Of those with depression and zero to minimal anxiety, 23% reported suicidal ideation and 2% reported a suicide attempt. Of those with anxiety and no depression, 10% reported suicidal ideation and 1% reported an attempt. Of those with anxiety and depression, 35% reported suicidal ideation and 4% reported an attempt. These numbers are important, as they indicate that if we only screen for depression, we may identify approximately 23% of suicidal ideation in students, whereas if we also screen for anxiety, we may identify 35% of students with suicidal ideation. Depression remained a significant risk factor for suicidal ideation in the sample; however, most importantly, those with co-occurring positive screens for depression and anxiety had double the rates of suicide attempts than those with depression alone.
Overall, our findings revealed alarming rates of anxiety, depression and suicide in the college population.
In terms of specific symptoms, almost every anxiety item on the GAD-7 was correlated with suicidal ideation. We found the symptom “feeling afraid as if something awful might happen” was associated with two times higher odds of suicidal ideation. This item may reflect peoples’ feelings of hopelessness, which is in line with prior research findings on this topic. The symptoms “trouble relaxing” and “being so restless that it is hard to sit still” were significantly correlated with suicide attempts.
This finding fits with the research that has suggested that increased energy that comes from restlessness and agitation can increase the odds one acts on impulse.
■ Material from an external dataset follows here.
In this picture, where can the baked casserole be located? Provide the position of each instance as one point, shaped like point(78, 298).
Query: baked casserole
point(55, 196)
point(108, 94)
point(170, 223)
Interestingly, the symptom “feeling nervous, anxious or on edge” was significantly correlated with suicide attempt in the opposite direction, meaning the more one endorses feeling nervous, anxious or on edge, the less likely they are to have had a suicide attempt.
One possible explanation for this finding could be due to the relationship between anxiety sensitivity and suicide attempt. Anxiety sensitivity is when an individual notices physical sensations more often and is also more likely to interpret those symptoms as dangerous. As such, perhaps those who are more afraid of their symptoms are less likely to attempt suicide and the fear is in some way protective. More research is needed to explore this concept.
Ultimately, our findings suggest the importance of considering symptoms of anxiety as risk factors for suicidality. This is critical, as our study found that anxiety appears to compound the risk for suicide when added to depression, and perhaps even anxiety alone could also be an indicator of suicide risk.
There are many ways colleges can play a role in terms of prevention. Colleges would benefit greatly from having students fill out trainings at the beginning of the year, similar to sexual assault prevention and drinking trainings. Colleges can also screen students regularly for anxiety and depression symptoms. In addition, colleges can increase the number of available programs on campus, utilizing college-specific mental health groups such as Active Minds, National Alliance on Mental Illness, or the Reflect Organization. It is super important to provide early intervention and trainings for students to know what to do if a friend is at risk and where to refer people they’re concerned about. Finally, as this research was conducted from data collected prior to the pandemic, it would be interesting to follow up down the road to see how the pandemic has had an effect.